Globally, food consumption patterns are changing rapidly. These changing patterns are increasingly becoming drivers for food production. The composition and size of the consumer’s new food basket implies a substantial increase in the pressure on water and natural ecosystems.

In some developing regions of the world, undernourishment is increasing. In others, it is slowly being overcome. Paradoxically coexisting with undernourishment is malnutrition, including obesity, which is increasing in both developed and developing countries. These public health threats impede the ability of people to fight obesity, overcome poverty, resist disease and achieve other MDG-related livelihood improvements.

It is of paramount importance to increase access to food and water so that people can lead healthy and productive lives. Furthermore, we need to change the consumption patterns. Measures required include:

  • Raised awareness of, and incentives provided for consumers to chose food products with high nutritional value per drop of water
  • Collaboration with the food processing and retail industries to develop and market food products with high nutritional value per drop of water
  • Social safety nets to ensure that the poor get access to proper nutritional security

 

How to cite:
SIWI, IFPRI, IUCN, IWMI. 2005. “Let it Reign: The New Water Paradigm for Global Food Security.” Final Report to CSD-13. Stockholm International Water Institute, Stockholm.

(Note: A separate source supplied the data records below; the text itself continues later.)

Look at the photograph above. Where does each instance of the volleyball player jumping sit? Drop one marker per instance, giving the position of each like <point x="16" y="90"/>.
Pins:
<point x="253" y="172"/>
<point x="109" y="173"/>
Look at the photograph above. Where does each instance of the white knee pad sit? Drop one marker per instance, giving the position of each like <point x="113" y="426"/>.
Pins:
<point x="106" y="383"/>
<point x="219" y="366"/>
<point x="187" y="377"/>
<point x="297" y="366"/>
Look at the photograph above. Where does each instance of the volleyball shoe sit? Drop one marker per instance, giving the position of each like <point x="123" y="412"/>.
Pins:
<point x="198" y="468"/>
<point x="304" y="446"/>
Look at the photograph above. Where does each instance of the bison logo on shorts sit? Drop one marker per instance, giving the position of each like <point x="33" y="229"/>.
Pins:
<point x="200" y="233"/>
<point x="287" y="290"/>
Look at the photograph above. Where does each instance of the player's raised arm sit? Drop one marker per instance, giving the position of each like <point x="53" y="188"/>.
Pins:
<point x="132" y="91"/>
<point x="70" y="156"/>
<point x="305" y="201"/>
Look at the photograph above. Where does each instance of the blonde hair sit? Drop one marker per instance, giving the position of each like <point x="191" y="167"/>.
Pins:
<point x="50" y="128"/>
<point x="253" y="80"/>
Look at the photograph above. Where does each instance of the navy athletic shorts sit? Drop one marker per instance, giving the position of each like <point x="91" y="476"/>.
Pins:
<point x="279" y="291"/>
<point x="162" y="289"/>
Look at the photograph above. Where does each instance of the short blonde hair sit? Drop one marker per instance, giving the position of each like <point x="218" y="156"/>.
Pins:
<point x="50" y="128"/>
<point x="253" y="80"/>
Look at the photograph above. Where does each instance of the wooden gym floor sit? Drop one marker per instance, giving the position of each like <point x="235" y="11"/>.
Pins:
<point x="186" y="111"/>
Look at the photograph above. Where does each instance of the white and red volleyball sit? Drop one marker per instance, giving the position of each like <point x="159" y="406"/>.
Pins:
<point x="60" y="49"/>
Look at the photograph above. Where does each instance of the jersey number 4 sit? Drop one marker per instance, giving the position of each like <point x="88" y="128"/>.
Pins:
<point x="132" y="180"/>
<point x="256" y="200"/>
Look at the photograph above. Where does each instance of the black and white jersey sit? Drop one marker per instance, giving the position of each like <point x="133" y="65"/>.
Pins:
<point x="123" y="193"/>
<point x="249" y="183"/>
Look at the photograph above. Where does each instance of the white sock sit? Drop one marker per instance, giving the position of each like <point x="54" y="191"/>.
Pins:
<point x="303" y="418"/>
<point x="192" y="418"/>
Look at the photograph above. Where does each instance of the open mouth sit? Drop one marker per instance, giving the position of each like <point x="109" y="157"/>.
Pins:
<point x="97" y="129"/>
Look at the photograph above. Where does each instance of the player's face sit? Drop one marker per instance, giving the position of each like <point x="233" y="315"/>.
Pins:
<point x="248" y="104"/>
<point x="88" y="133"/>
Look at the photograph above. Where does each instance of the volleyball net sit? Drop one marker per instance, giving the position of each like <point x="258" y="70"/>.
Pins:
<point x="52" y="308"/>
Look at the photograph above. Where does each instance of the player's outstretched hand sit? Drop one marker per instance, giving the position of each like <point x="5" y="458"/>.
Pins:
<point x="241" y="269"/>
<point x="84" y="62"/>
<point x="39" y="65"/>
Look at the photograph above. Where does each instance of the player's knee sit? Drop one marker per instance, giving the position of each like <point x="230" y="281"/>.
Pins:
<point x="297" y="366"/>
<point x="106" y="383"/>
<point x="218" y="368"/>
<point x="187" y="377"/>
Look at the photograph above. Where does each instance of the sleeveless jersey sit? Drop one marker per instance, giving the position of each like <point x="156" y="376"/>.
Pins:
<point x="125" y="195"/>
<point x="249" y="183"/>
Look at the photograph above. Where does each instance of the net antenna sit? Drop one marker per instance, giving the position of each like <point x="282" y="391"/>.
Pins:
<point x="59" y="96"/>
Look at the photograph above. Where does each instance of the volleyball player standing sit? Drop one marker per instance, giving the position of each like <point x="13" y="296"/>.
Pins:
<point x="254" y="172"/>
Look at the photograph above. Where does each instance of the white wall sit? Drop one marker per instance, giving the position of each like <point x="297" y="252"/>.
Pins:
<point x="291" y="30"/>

For the 13th meeting of the Commission on Sustainable Development (CSD-13), the Swedish International Development Cooperation Agency (Sida) commissioned the Stockholm International Water Institute (SIWI) to produce “Let it Reign: The New Water Paradigm for Global Food Security”. The report presents recommendations for policy and decision makers with regard  to sustainable food production, sustainable food consumption and ecological sustainability. Collaborating partners for the report have been the International Food Policy Research Institute (IFPRI), IUCN – The World Conservation Union and the International Water Management Institute (IWMI).